Supreme Court Rules Laws About Abusive Debt-Collection Techniques Don’t Apply To Debt Buyers

WASHINGTON–The U.S. Supreme Court voted unanimously to decline to widen the reach of a federal law that targets abusive debt-collection tactics, including harassment and threats, saying it does not cover companies that buy debt and then attempt to collect on it.

The Supreme Court ruling held up a lower court’s dismissal of a proposed consumer class action lawsuit against Santander Consumer USA Holdings over allegations it violated a law called the Fair Debt Collection Practices Act.

The ruling, which was the first authored by the court's newest justice, Neil Gorsuch, found that any changes to the law should come from the U.S. Congress, not the court. The court said it found the law applies only to companies that collect money on behalf of others, not businesses such as Dallas-based Santander that collect debt bought from other companies after it fell into default.

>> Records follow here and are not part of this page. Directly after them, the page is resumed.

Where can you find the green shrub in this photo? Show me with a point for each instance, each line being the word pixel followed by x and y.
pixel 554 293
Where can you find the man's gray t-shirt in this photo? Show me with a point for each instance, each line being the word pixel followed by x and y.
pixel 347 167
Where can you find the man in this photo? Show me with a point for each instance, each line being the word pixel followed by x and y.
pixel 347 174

Santander primarily specializes in car loans and is owned in part by a subsidiary of Banco Santander, the euro zone's second-largest bank by market value.

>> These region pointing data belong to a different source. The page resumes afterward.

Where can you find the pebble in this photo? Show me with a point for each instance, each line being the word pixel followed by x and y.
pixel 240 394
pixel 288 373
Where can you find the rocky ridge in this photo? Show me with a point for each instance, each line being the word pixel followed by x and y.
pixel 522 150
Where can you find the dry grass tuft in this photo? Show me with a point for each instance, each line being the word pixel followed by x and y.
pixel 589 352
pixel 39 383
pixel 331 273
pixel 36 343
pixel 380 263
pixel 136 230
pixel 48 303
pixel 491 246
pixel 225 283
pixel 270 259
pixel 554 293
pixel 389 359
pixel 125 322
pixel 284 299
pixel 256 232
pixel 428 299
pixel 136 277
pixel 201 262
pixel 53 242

Four Maryland residents who had defaulted on car loans filed a proposed class action in 2012 in federal court, accusing Santander of violations of the debt collection law including misrepresenting debt loads and bypassing debtors' lawyers. 

Their debts had been sold to Santander, which then tried to collect on them.

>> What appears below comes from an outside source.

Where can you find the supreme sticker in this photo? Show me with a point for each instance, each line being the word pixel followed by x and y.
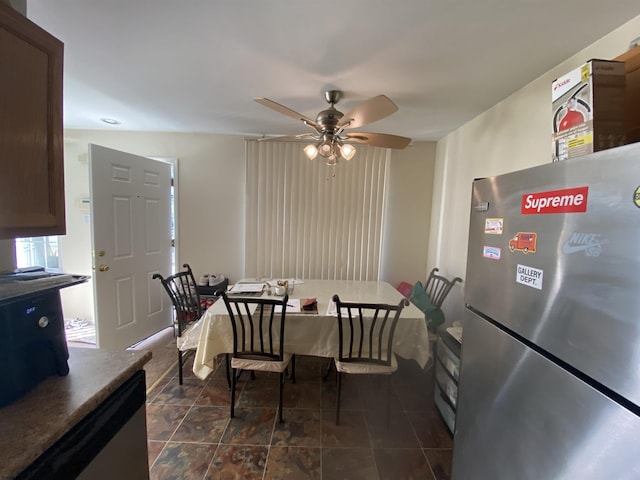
pixel 529 276
pixel 569 200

The case hinged partly on the definition of "creditor" and "debt collector" and whether a company that buys debt should be treated as a creditor and therefore not subject to the law. The plaintiffs said that unscrupulous debt collectors could evade the law merely by buying the debt. 

Gorsuch said the law does not distinguish between original lenders and debt buyers.

"So a company collecting purchased default debt for its own account - like Santander - would hardly seem to be barred from qualifying as a creditor under the statute's plain terms," Gorsuch wrote, adding that only Congress has the power to change that if lawmakers want to do so.